シラバス - 国際紛争解決法

  • ナンバリングコードCode
    ILA-exp3-305
  • 科目名Subject Name
    国際紛争解決法
  • 担当者名Instructor
    高柴 優貴子(実務家)
  • 単位Credit
    2
  • 履修年次Standard Year for Registration
    3-4
  • 学期Semester
    後期
  • クラスClass
  • 曜限Day/Period
    火曜2時限
  • 教室Classroom
    3-402
  • 授業形態Course Type
    講義・演習
  • メディア授業Distance Learning Course
  • 備考Remarks
    使用言語:日本語
  • 実務経験のある教員等による授業科目Taught by instructor(s) with practical experience
  • 学内単位互換科目としての受講可否Availability for inter-departmental credit transfer

授業の到達目標Objectives to be Attained

SEQ 1

DP観点 / Diploma Policy
Target Category
C(総合的な学修経験・創造性)
講義担当者は、旧ユーゴ国際刑事裁判所(ICTY)検察局、国際司法裁判所(ICJ)、及び外務省国際法局国際法課において国際法実務に携わってきました。その経験を活かし、国際法の世界がどう動いているのかを皆さんと共有しながら、本講義では国際法を用いた紛争解決のあり方を考えていきます。

現在世界を揺るがせている①ロシアによるウクライナ侵攻(2014〜、2022〜)と②イスラエル=パレスチナ紛争の背景については特に深掘りします。両紛争について、グループ学習を通じて順を追って基礎から理解したい人や、*メディアリテラシー*を身につけたい人には是非履修を勧めます。

紛争とは何かを考え、国際紛争解決法の基本構造を把握した後、セレクトされた具体的な紛争を検討しながら国家間紛争解決の機能と限界について多角的に考えることを目的とします。

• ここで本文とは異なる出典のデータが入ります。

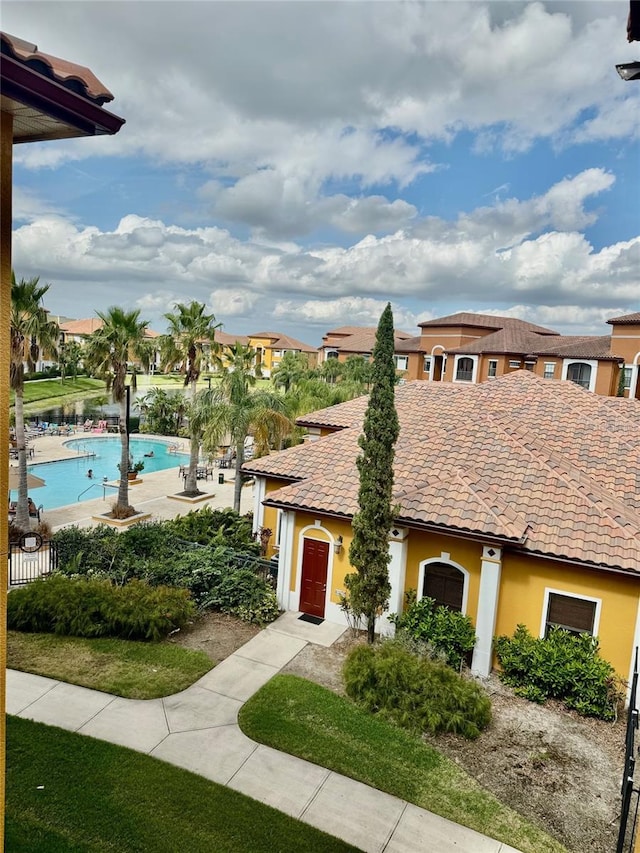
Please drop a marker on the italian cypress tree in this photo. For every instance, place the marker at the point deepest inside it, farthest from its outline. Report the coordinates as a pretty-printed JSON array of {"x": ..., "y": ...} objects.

またこの授業ではペアで協働し、「他者に伝わる」プレゼンテーションの流儀を身につけます。前年度の履修者が残してくれた「国際紛争解決法プレゼンテーションのコツ(毎年更新)」を参考に、ペア別指導を受けつつ準備します。

次の3点のトレーニングに主眼を置きます:
①事実関係から構成されるnarrative(初回に解説)に意識的に目を向け、「部分の羅列」ではなく「ストーリー」として理解する。
②適用される国際法規範・制度を理解すると共に、紛争の置かれた「文脈」の解釈が最終的にどのように紛争解決に影響するかを理解する。
③上述①、②を「自分の言葉で」分かりやすく表現する。

授業の概要Course Overview

講義担当者は、旧ユーゴ国際刑事裁判所(ICTY)検察局法律顧問部(2000-2002)、国際司法裁判所(ICJ)法務部(2002-2005, 2009-2012)、及び外務省国際法局国際法課(2012-2014)において国際法実務に携わってきました。その経験を活かし、国際法の世界がどう動いているのかを皆さんと共有しながら、本講義では国際法を用いた紛争解決のあり方を考えていきます。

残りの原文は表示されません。